Мервин Пик - Горменгаст
Пообок смертного одра находился низенький столик. Маленькая призма стояла на нем и бутылка из-под бренди с воткнутой в нее зажженной свечой. Только она и освещала комнатку, и все же красные стены полыхали безрадостным блеском. Головы трех Профессоров, примерно одинаково возвышавшиеся над полом, выглядели столь несхоже, что всякий, увидевший их, невольно задавался вопросом, к одному ли биологическому виду принадлежат их владельцы. Когда взгляд перебегал с одного из этих лиц на другое, возникало ощущение, какое испытывает ладонь, перескальзывая со стекла на наждак, а с наждака — на овсяную кашу. Наждачное лицо не представлялось ни более, ни менее интересным, чем стеклянное, но по его поверхности взгляду приходилось скользить замедленно — поросль, его покрывавшая, выглядела настолько грубой, рытвины, выходы костных пород, забитые всяким сором лощины и тернистые пустоши сулили такие опасности, что оставалось лишь дивиться, как взгляду вообще удается добраться с одного его конца до другого.
И напротив, попав на лицо стеклянистое, взгляду приходилось потрудиться, чтобы не соскользнуть с него.
Что до лица третьего, оно не было ни прискорбно скользким, ни неровным от бугристых оврагов и ползучих растений. Однако и пересечь его одним махом было так же невозможно, как неторопливо пройтись по стеклянной поверхности.
Это лицо надлежало медленно переходить вброд. Оно было мокрым. Всегда. Оно проступало из-под воды. Так что взгляд, надумавший спокойно прогуляться по всем трем лицам, ожидали испытания тяжкие, непривычные — скалы и мелколесье, скользкий лед и трудное плавание.
За Профессорами лежали на красных стенах их тени, почти вполовину такие же рослые, как они сами.
Стеклянный (профессор Пикзлак) склонил главу над телом покойного учителя. Лицо Профессора словно светилось снутри сумрачным светом. Ничего одухотворенного не заключалось в блеске его. Жесткий стеклянный нос был длинен и необычайно остр. Сказать, что профессор был чисто выбрит, значило б не дать ни малейшего представления о покрове его лица, сквозь который волосу было пробиться не легче, чем травинке пронизать ледник.
Вслед за ним и профессор Врост также склонил главу, и черты лица его размылись, слившись с основной массой головы.

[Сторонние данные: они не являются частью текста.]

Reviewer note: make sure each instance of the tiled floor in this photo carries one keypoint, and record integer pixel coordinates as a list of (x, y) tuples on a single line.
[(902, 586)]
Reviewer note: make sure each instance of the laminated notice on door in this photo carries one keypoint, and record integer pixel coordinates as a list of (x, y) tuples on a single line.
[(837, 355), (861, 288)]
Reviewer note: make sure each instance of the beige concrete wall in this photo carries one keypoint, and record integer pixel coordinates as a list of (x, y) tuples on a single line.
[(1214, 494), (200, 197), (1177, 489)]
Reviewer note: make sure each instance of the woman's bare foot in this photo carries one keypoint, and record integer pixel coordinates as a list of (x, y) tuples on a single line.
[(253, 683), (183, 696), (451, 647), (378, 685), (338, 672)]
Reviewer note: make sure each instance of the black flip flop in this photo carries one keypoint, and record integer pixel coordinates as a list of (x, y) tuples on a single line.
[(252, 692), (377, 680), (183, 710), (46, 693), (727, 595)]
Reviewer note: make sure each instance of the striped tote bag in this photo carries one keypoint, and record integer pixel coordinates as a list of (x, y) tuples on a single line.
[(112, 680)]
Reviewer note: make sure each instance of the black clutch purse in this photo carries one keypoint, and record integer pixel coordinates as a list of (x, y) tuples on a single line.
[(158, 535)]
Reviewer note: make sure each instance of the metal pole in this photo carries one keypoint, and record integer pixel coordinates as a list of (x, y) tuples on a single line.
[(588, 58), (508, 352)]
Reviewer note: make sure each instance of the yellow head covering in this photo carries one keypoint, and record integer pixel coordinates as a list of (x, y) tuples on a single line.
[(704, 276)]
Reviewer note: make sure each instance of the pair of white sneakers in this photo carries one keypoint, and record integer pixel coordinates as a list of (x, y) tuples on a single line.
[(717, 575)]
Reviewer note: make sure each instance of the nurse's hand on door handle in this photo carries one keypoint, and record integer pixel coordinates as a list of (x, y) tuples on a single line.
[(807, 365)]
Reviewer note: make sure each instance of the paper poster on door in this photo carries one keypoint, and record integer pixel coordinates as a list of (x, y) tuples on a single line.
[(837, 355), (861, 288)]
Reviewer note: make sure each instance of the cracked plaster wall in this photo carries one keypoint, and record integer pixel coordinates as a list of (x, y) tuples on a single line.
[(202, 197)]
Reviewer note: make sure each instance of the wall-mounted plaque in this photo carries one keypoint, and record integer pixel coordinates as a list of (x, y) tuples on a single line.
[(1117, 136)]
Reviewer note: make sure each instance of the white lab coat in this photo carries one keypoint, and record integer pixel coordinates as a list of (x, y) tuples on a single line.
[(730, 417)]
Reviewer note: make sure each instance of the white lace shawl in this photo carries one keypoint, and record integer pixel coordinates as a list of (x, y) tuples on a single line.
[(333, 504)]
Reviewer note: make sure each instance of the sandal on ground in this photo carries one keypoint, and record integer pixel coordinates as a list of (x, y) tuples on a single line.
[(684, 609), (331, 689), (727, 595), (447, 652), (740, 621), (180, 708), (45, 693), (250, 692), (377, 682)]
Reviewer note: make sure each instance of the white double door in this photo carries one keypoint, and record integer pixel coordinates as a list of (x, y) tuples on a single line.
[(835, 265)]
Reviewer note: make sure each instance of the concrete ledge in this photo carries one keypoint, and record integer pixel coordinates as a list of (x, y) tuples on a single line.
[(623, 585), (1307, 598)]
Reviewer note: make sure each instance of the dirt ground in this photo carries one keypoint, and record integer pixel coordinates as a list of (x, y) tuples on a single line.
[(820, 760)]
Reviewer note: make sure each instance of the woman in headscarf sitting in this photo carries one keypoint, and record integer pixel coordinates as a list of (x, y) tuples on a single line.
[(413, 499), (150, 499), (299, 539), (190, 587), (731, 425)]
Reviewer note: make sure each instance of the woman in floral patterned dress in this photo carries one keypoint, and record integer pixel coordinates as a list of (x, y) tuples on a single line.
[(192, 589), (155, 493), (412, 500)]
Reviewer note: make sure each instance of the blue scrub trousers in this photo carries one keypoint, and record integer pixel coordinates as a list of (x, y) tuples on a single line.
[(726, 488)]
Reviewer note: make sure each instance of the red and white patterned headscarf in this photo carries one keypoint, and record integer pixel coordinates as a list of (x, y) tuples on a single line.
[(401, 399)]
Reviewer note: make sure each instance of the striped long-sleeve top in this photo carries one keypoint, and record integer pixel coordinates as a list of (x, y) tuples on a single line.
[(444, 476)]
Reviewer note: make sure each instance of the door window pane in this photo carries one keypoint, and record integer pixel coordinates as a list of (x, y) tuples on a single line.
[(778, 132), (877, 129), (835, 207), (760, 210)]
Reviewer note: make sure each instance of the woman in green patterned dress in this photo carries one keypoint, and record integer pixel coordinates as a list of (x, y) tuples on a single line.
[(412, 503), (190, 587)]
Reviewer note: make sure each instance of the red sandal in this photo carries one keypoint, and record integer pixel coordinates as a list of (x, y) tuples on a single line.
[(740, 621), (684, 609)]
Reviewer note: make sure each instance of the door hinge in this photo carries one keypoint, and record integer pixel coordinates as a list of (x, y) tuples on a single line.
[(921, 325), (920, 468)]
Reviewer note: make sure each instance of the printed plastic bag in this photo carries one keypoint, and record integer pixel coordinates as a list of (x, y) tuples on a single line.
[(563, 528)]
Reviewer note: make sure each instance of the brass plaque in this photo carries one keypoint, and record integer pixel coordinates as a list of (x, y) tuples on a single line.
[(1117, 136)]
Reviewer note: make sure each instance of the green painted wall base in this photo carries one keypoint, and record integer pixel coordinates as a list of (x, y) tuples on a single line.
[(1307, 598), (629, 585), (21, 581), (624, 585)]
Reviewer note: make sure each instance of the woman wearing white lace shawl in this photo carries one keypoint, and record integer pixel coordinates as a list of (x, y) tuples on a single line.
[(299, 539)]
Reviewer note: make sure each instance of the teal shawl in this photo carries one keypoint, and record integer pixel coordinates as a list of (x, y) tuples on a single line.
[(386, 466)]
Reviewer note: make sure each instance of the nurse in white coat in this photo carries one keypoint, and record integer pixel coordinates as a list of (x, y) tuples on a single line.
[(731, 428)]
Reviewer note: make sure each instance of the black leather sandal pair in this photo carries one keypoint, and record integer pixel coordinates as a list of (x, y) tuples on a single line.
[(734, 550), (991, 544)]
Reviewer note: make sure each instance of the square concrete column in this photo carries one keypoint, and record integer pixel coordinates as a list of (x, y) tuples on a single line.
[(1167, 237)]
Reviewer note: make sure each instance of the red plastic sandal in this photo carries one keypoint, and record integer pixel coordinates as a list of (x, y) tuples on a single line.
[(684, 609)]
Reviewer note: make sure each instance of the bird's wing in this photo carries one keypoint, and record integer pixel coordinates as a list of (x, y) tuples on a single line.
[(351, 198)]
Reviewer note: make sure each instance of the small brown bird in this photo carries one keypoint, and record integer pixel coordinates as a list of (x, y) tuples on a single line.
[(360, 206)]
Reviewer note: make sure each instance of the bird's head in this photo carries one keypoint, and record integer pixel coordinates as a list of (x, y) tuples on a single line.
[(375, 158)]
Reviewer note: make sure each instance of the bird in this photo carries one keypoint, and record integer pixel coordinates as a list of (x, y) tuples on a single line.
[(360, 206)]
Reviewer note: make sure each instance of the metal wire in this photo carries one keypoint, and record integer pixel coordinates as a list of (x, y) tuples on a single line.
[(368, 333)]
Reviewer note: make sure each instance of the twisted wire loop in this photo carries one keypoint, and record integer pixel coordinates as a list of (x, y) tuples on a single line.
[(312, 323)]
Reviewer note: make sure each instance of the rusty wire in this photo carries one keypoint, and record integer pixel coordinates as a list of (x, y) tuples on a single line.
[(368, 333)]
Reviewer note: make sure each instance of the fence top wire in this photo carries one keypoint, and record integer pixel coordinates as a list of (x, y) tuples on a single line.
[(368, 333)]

Глаза, нос, рот выглядели всего лишь покрытыми влагой припухлостями.
Что касается профессора третьего, Шплинта, то когда он, по примеру коллег, свесил голову над освещенным свечою телом, зрелище получилось такое, будто скалистый дикий ландшафт сам собой изменил вдруг угол, под которым он располагался в пространстве. Сорвись с него на белеющие под свечой простыни смертного ложа клубок змей или стая попугаев — это показалось бы только естественным.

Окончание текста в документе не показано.